D 22 juillet 2012     H 12:26     A     C 0 messages


L’étudiant de 32 ans condamné par la justice camerounaise à 36 mois de prison pour homosexualité, a été remis en liberté le lundi 16 juillet 2012

Jean Claude Roger Mbédé 32 ans, et condamné fin avril 2011 par la justice camerounaise d’homosexualité, a été remis en liberté le lundi 16 juillet 2012 dernier. Les circonstances de cette libération ne sont pas clairement définies, mais pour les associations de défense des minorités sexuelles, c’est une victoire. « Ce n’était pas la première demande de remise en liberté que nous avons introduite à la cour. (…) C’est un combat permanent et nous pensons que les cultures vont évoluer », a indiqué Maitre Michel Togue, son avocat, dans une interview accordée à Radio France Internationale (RFI). Le jeune Mbede avait été arrêté en Mars 2011 sur la dénonciation d’une personne à qui il avait envoyé des SMS, à caractère homosexuel, invitant celui-ci à une rencontre coquine. Saisi par la police, il avait été placé en garde à vue, et gardé pendant sept jours au Secrétariat d’Etat à la Défense (SED), avant d’être inculpé et transféré à la prison centrale de Yaoundé après être passé aux aveux complets. Le 28 avril 2011, il était reconnu coupable de pratique d’homosexualité et condamné à trois années d’emprisonnement par le tribunal de première instance de Yaoundé qui s’est appuyé sur l’article 347 bis du code pénal camerounais, qui condamne les pratiques homosexuelles et prévoit que toute personne ayant « des rapports avec une personne de son sexe » risque jusqu’à cinq années d’emprisonnement. Une homophobie fustigée par l’Association de Défense de l’Homosexualité ADEFHO rejointe par les associations Human Rights Watch et Alternatives – Cameroun. Elles soutiennent l’opinion selon laquelle la loi camerounaise qui rend passible de sanctions pénales, un comportement sexuel consenti, viole les droits fondamentaux à la vie privée, à l’égalité et à la liberté d’expression reconnus au Cameroun.

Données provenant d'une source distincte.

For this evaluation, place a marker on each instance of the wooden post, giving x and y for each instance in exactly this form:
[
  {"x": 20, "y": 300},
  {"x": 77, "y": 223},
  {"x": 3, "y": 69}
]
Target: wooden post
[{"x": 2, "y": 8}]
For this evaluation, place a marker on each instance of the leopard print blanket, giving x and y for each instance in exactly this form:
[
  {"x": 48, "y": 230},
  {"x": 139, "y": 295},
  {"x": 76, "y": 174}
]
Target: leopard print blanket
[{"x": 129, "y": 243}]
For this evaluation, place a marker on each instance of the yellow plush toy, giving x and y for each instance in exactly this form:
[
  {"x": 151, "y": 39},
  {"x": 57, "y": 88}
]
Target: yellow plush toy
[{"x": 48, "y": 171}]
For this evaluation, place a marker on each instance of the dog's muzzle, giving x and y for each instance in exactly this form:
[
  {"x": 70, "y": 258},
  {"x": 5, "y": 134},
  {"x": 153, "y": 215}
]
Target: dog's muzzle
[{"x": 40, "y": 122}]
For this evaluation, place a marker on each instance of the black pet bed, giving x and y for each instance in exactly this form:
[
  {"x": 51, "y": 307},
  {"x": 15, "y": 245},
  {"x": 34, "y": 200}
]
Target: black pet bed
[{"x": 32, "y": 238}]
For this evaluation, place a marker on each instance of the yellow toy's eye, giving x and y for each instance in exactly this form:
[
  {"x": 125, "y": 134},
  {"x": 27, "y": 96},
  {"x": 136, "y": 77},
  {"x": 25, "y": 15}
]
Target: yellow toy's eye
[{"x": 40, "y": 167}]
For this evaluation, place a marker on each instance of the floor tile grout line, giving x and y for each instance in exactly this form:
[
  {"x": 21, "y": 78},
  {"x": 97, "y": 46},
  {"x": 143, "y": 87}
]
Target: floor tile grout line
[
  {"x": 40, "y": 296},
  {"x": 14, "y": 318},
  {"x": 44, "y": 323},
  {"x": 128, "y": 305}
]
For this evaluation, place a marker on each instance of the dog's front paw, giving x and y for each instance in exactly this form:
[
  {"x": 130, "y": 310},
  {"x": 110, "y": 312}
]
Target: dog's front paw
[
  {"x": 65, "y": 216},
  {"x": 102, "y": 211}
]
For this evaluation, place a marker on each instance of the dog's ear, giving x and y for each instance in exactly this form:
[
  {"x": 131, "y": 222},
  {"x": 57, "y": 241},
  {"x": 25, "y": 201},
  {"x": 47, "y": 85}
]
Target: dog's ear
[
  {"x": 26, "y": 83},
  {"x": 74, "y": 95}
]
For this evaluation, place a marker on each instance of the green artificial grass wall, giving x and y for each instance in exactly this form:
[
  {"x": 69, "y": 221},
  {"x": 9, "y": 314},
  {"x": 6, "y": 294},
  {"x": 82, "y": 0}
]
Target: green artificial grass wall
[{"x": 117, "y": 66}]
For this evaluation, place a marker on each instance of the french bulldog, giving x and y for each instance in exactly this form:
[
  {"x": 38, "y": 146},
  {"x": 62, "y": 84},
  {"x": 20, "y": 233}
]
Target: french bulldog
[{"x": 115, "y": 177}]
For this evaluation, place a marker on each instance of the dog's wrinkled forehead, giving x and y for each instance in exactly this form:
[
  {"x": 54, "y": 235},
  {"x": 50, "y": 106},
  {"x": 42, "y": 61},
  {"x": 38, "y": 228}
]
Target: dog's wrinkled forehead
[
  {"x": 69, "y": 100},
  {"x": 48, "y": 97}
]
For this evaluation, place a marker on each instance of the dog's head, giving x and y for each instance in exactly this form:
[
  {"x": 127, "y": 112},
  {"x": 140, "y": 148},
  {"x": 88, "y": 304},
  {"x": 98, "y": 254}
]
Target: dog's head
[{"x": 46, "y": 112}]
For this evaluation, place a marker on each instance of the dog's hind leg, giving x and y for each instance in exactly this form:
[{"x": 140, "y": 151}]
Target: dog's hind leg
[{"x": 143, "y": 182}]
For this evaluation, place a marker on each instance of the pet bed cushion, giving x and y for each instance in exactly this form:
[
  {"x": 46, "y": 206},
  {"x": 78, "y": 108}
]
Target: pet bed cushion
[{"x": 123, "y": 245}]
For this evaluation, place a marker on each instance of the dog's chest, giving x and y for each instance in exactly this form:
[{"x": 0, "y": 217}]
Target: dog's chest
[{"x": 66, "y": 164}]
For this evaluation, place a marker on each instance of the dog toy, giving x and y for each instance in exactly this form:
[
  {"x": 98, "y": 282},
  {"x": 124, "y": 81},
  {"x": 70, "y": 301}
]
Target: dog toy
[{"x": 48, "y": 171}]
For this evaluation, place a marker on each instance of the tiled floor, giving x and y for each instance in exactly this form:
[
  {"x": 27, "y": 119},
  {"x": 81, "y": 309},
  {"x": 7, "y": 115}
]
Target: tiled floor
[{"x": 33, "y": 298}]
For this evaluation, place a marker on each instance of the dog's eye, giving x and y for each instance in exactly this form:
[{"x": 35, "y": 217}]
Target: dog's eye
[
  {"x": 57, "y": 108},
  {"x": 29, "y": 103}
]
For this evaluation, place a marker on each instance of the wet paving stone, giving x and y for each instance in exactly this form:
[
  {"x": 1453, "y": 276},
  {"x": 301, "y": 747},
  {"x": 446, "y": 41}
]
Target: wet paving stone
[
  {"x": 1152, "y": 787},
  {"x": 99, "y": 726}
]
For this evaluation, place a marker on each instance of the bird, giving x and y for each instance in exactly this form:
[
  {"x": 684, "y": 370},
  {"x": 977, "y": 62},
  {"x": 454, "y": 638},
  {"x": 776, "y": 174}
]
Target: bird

En janvier dernier, Jean-Claude Roger Mbédé et six autres hommes détenus pour les mêmes raisons avaient adressé un message de vœux depuis leur prison pour encourager les associations à ne pas baisser les bras. « Votre soutien représente pour les LGBT ( lesbiennes, gays, bisexuels et transgenres, Ndlr) du Cameroun en général, et pour nous en particulier qui sommes en prison… l’Espoir. L’espoir de sortir un jour de cette prison dans laquelle nous avons été jetés, mais aussi l’espoir qu’un jour les LGBT pourront marcher en toute liberté au Cameroun, la tête haute… Sans humiliation », avaient-ils fait savoir. Le gouvernement camerounais refuse de reconnaitre l’homosexualité comme un choix possible de la personne humaine. La société tolère encore des unions incroyables entre des personnes âgées et des mineures. Des arrestations, détentions et procès d’hommes homosexuels et de personnes soupçonnées d’être homosexuelles ont lieu fréquemment en vertu de l’article 347a du Code pénal camerounais. Mais la position des décideurs est difficile à cerner aujourd’hui. Il y a quelques années, lorsque des personnes haut placées dans l’appareil étatique avaient été citées dans une affaire d’homosexualité, l’affaire avait viré au scandale socio-politique. Evoquant le sujet, le président Biya a souvent fait savoir que c’était des questions relevant de la vie privée. En 2011 par contre, le gouvernement camerounais avait rappelé à l’ordre l’Union Européenne. Sa représentation camerounaise avait octroyé un financement de près de deux cent millions de FCFA pour assurer la garantie des droits des homosexuels lorsqu’ils sont devant des juges ou dans les prisons. Si l’article 347a est en vigueur depuis 1972, cela fait seulement quelques années qu’elle est appliquée avec grande force. Paradoxalement, cela coïncide aussi avec une augmentation de sa pratique dans la société et surtout parmi les plus jeunes. L’affaire Mbede est aujourd’hui en appel.